The weekend brought thousands of visitors to the burned areas of the Carmel Forest, the storm-struck Tel Aviv Port and, in contrast, to snow-covered Mount Hermon and other areas of the north that saw a dusting of white and good rainfall.
Several trails on Mount Carmel are still closed to visitors, which did not stop the crowds from heading to the fire-ravaged forest over the weekend. Many took guided tours sponsored by the Israel Nature and Parks Authority and the Society for the Protection of Nature in Israel, which explained the damage to the woodlands. Many visitors focused on Hai-Bar Carmel, the IPNA wild animal reserve near the University of Haifa.
IPNA teams have already begun clearing fire-damaged woods and trails. A number of picnic and rest areas had to be blocked off to prevent people from entering the forest, where falling trees are still a hazard.
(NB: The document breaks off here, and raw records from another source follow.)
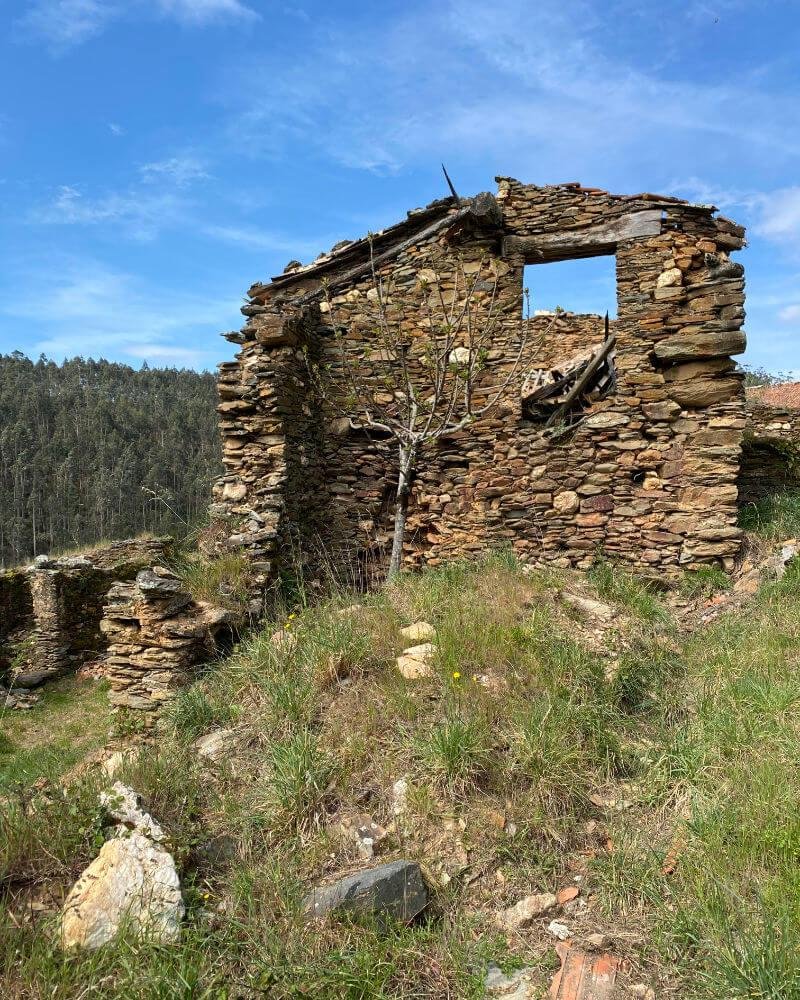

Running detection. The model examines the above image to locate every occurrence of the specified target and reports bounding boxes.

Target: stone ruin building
[0,538,234,726]
[211,177,746,585]
[9,178,800,726]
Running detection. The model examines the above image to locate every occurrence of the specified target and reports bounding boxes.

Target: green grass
[0,555,800,1000]
[739,493,800,541]
[0,677,111,794]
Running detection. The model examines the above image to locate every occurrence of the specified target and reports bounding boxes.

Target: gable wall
[212,180,744,582]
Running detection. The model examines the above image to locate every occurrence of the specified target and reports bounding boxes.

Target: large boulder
[304,861,428,921]
[61,832,185,949]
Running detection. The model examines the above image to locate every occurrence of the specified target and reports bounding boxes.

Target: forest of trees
[0,352,221,566]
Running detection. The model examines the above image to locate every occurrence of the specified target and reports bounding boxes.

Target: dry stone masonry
[212,177,745,585]
[739,382,800,505]
[101,567,235,725]
[0,538,169,687]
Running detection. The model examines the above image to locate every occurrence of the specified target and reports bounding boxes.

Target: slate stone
[304,861,428,921]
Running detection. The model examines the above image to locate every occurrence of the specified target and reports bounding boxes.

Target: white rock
[553,490,581,514]
[497,892,558,930]
[100,750,131,781]
[547,920,572,941]
[400,622,436,642]
[61,833,185,949]
[656,267,683,288]
[194,729,233,763]
[450,347,469,365]
[100,781,166,843]
[584,410,631,429]
[397,642,434,681]
[269,628,297,656]
[392,778,408,816]
[561,591,615,622]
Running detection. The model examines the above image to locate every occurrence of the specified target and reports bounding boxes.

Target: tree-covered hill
[0,352,220,565]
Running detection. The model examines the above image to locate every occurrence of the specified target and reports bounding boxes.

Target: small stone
[392,778,408,816]
[100,750,132,781]
[400,622,436,643]
[304,861,428,922]
[553,490,581,514]
[561,591,614,622]
[194,729,233,763]
[656,267,683,288]
[100,781,166,842]
[497,892,558,930]
[547,920,572,941]
[397,642,434,681]
[484,962,542,1000]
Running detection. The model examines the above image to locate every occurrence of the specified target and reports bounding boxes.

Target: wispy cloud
[18,0,115,51]
[139,156,210,187]
[16,0,259,54]
[32,185,185,241]
[155,0,258,24]
[0,259,238,368]
[203,226,335,260]
[222,0,800,180]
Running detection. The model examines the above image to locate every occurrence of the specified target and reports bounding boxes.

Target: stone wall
[212,178,745,584]
[100,568,236,726]
[738,395,800,505]
[0,538,169,687]
[0,569,33,682]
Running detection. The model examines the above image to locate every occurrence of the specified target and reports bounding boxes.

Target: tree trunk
[386,445,417,582]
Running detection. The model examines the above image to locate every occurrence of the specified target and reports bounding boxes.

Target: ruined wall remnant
[206,178,745,584]
[738,382,800,506]
[101,567,236,725]
[0,569,33,682]
[0,538,169,687]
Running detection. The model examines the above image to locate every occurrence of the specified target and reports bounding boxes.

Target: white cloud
[33,185,185,241]
[156,0,258,24]
[203,226,336,260]
[227,0,800,183]
[0,260,239,367]
[17,0,259,54]
[18,0,115,51]
[778,304,800,323]
[139,156,209,187]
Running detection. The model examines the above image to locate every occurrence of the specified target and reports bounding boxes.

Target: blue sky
[0,0,800,372]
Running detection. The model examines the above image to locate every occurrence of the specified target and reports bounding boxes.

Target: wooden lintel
[503,209,661,264]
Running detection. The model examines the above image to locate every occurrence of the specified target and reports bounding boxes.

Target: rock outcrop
[61,782,185,950]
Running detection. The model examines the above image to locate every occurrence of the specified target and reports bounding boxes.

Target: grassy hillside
[0,536,800,1000]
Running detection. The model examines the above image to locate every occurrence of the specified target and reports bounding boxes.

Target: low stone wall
[100,567,236,726]
[738,397,800,506]
[0,538,171,687]
[0,569,33,681]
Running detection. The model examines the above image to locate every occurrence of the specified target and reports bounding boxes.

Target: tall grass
[0,555,800,1000]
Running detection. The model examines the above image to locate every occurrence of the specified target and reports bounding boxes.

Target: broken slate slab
[303,861,428,922]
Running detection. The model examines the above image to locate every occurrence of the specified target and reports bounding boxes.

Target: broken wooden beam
[503,209,661,264]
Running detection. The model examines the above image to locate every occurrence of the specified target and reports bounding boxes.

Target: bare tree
[306,242,529,580]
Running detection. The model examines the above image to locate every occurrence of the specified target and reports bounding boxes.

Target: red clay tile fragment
[549,942,622,1000]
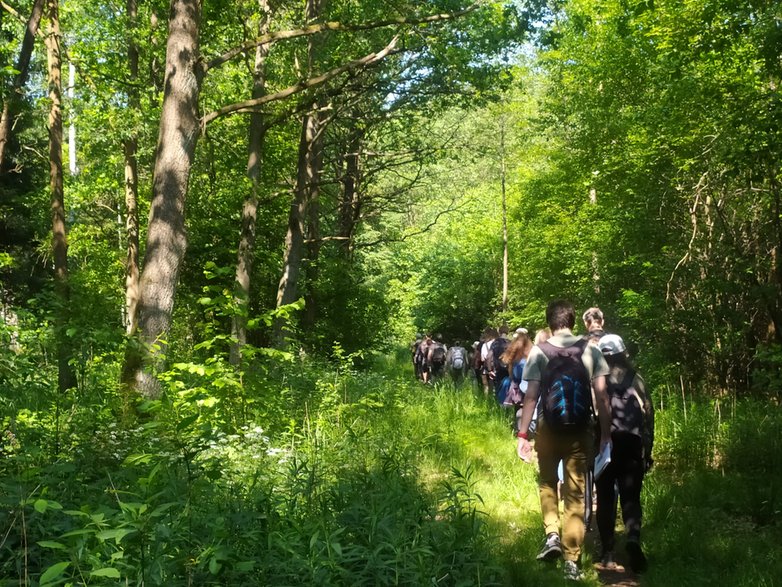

Some 10,000 people headed to points further north on Friday and yesterday. The director of the Hermon ski site, Rachel Barel, said of the 5,500 people who visited yesterday: "We could have had even more people at the site. Apparently, people were worried about long lines and traffic on the access road."
At the Tel Aviv Port, where huge waves last week crashed over the breakwater and caused major damage to the businesses at the water line, all but three businesses had reopened.
Joining diners and shoppers at the port were many people who wanted to see the storm damage with their own eyes after seeing it on television and in the newspapers. However, there was not a great deal left to see; the port's management had repaired and cleared away most of the damage.